Personally, I am enjoying the time at home. We are always on the go and it feels like a little vacation to me. I have been in a season of life where I am learning to be still. Deep snow and cold certainly does have a way of stilling things. My favorite spot this week has been in the chair in my room, with a cup of tea, my Bible and my journal nearby.
These past several months I have been seeking the Lord and asking Him to show me areas where I have misunderstood Him and His ways. I have kept things pretty simple and I don’t question a lot of things. I have some friends who question everything and enjoy having long discussions and arguments about all things theological. That’s not me. However I realized a few months back that while simple faith is not a bad thing, I had some unanswered questions. I had heard a lot of opinions and good teachings on certain topics, but I had never honestly gone before the Lord and sought Him on those matters. That’s what I have been doing for the past several months. I have had time to do a lot of that during these snow days, and it’s been awesome.
One of the topics that I have been mulling over this week is faith.
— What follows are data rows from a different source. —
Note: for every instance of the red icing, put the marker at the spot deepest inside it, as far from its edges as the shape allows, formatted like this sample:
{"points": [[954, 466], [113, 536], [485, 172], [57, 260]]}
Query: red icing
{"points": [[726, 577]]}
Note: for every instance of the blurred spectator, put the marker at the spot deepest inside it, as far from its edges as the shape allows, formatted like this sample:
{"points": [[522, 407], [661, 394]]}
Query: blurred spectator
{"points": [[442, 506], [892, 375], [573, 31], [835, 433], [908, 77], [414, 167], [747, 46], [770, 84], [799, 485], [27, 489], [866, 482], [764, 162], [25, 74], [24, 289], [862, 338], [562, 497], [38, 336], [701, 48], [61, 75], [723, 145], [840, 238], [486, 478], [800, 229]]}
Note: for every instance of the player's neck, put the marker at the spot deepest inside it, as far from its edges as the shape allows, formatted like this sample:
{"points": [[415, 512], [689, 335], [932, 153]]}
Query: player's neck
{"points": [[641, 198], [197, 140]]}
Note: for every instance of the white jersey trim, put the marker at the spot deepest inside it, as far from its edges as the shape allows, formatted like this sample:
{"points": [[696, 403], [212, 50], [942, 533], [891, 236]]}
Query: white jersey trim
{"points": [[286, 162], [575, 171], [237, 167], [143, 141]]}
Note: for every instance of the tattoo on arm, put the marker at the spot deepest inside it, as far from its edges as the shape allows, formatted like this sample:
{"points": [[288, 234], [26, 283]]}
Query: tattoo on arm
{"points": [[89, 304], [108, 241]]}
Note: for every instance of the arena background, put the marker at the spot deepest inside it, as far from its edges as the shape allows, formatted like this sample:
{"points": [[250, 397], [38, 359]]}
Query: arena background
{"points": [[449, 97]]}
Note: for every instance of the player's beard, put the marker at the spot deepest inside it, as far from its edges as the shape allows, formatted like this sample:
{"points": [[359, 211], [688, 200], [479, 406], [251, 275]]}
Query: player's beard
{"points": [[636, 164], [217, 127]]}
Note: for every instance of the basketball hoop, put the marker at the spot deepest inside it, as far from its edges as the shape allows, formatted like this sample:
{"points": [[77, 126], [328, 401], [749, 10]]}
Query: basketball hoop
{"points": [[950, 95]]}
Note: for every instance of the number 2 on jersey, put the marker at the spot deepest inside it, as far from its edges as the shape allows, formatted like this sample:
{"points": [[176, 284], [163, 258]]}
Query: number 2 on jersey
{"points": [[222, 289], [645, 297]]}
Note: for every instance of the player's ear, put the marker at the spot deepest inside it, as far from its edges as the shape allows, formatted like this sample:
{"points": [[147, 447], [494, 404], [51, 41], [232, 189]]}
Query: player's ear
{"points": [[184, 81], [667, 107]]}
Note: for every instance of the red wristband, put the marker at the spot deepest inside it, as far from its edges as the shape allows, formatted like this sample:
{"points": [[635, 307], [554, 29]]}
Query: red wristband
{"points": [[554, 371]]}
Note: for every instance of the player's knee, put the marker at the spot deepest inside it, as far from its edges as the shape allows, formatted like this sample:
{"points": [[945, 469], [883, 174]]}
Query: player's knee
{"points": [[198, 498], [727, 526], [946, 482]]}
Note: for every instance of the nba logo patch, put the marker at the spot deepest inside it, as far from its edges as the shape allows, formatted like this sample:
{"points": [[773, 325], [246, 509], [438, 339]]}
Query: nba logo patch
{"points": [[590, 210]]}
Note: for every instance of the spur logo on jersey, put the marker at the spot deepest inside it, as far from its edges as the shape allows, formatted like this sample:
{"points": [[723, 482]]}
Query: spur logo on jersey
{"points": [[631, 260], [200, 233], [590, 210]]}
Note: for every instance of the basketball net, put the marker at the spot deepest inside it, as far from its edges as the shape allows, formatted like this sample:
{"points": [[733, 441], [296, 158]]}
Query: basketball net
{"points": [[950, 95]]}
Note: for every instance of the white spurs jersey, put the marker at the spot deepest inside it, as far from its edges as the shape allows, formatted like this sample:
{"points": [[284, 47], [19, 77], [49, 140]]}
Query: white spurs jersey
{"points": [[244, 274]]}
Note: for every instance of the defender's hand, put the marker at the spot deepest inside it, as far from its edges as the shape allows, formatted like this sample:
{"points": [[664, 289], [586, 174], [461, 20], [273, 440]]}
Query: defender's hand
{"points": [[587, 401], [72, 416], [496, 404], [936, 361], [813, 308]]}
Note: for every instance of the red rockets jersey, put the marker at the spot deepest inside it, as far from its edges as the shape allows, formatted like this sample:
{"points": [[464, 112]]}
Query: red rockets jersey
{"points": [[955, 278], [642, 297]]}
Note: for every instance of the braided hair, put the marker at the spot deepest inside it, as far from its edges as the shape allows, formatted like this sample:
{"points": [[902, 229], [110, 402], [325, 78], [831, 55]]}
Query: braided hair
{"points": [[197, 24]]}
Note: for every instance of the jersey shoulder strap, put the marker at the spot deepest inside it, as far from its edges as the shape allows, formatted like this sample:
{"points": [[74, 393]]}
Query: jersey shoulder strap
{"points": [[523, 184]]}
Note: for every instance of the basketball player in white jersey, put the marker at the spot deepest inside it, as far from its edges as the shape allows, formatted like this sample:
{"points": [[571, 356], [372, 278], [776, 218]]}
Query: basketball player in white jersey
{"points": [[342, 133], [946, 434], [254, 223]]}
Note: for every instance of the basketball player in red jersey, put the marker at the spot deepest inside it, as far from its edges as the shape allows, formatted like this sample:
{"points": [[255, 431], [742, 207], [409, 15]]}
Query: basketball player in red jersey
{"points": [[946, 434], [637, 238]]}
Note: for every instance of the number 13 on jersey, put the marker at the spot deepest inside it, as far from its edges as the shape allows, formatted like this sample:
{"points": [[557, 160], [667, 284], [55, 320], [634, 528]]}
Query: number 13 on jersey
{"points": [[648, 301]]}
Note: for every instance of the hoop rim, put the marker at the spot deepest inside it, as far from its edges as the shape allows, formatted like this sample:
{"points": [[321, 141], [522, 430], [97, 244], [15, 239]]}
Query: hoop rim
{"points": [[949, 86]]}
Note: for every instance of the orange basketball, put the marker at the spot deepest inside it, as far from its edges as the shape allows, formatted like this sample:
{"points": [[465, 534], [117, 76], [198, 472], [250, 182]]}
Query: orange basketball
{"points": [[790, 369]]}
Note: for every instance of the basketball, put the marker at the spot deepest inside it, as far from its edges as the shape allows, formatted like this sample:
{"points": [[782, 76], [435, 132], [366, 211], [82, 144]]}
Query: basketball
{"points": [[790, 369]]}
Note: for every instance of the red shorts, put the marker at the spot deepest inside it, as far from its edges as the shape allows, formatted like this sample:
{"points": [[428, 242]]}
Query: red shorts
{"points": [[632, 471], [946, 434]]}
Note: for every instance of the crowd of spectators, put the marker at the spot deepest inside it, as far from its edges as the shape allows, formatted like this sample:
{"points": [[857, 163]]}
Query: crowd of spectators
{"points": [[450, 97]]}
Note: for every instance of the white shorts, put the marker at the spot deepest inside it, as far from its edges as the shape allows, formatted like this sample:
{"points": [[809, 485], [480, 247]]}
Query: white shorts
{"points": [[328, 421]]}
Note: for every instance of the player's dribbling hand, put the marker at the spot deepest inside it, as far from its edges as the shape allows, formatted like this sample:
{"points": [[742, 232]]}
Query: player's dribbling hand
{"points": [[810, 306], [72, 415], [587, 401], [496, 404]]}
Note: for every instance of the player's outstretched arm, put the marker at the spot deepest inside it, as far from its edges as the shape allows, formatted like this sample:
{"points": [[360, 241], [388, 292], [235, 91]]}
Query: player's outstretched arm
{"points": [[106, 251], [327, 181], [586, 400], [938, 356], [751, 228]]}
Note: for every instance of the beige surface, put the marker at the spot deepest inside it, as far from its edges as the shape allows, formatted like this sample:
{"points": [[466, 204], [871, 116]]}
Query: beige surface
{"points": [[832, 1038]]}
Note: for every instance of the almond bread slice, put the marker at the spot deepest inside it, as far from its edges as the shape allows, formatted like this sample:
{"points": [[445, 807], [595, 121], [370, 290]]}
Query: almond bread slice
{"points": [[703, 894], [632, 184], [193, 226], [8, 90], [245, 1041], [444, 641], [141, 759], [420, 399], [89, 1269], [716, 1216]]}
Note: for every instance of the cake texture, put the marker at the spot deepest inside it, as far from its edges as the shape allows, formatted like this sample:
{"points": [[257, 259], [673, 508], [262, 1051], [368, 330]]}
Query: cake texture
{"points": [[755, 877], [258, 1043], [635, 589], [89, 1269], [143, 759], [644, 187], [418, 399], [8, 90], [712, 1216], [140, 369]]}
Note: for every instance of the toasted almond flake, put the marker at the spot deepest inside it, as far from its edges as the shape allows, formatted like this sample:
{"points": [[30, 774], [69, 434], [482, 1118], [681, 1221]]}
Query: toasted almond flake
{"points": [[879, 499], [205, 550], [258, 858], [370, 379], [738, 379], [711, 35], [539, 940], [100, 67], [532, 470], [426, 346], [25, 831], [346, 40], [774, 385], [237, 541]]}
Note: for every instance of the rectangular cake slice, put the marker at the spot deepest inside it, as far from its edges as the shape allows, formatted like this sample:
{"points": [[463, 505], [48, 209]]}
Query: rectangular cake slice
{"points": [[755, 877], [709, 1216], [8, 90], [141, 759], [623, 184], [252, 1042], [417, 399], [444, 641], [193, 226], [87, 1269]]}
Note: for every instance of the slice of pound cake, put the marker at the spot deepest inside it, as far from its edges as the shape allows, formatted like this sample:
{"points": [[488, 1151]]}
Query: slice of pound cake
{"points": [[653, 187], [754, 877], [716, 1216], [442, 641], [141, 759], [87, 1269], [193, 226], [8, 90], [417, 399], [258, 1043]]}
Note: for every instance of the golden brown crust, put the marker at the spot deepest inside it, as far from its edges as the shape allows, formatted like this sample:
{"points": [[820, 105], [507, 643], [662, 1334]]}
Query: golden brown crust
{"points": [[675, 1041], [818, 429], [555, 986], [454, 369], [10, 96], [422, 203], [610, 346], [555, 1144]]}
I have been reading through Hebrews 11, which talks about many of the heroes of faith. Have you ever really thought about Noah’s faith? He spent years building a giant boat and preparing for rain, which he had never even seen. What about when Abraham was willing to offer up the son who was the hope for all of God’s promises to him? How about when Moses led the children of Israel across the wilderness? Did they ever have doubts and wonder if they were following God or some crazy idea?
I struggle sometimes with wondering if I have faith or my own ideas. I believe that my Heavenly Father has given me some very specific things to pray for. I feel discouraged sometimes because I am praying for things that I cannot see right now. I am praying for unknowns. I am praying for situations that seem hopeless. I believe for things that seem like they could be more fantasy than faith.
But, I guess that’s what faith is. It’s kind of like walking out on a limb and saying, “This doesn’t make sense to me, but Lord, I am going to trust You.” I’m not building an ark or setting out for a promised land right now, although that kind of faith has been required of me before. For example, I grew up in Pennsylvania but after to coming to school in Kentucky for three months, I felt that this was where the Lord was calling me to live. I was 19 and it was terrifying to leave my family, but I took that leap and I have no doubt that it was the right thing to do. This is exactly where I am supposed to be.
These days the kind of faith required of me is faith that hopes and prays for things that I cannot see. It’s a lot like Sarah’s faith as described in Hebrews 11:11. “And by faith even Sarah, who was past childbearing age, was enabled to bear children because she considered him faithful who had made the promise.” I don’t mean that I am planning on bearing anymore children, but I am considering God faithful and I am trusting Him as we raise the ones that He has already given us. I believe that He entrusted each and every of them to us, and that His plans for their lives will come to pass. I believe that they will serve the purposes of God in their generation. I’m trusting Him for godly spouses for them. I am trusting Him as we have chosen to live according to God’s ways, which are so very different than the culture that surrounds us.
I cling to these words from Psalms 37:3-4.
“Trust in the Lord, and do good;
Dwell in the land, and feed on His faithfulness.
Delight yourself also in the Lord,
And He shall give you the desires of your heart.”
I believe that as we love and serve the Lord our God, and that as we teach our children to do the same, He will be glorified and that even after my husband and I are gone, our godly heritage will live on. That is my greatest desire, and my heart is filled with joy and excitement even as I write these words.
I pray that as you read these words, you also will be encouraged to seek the Lord, to learn to walk in His ways and that your faith would increase. Stay warm and enjoy the blessings of God today.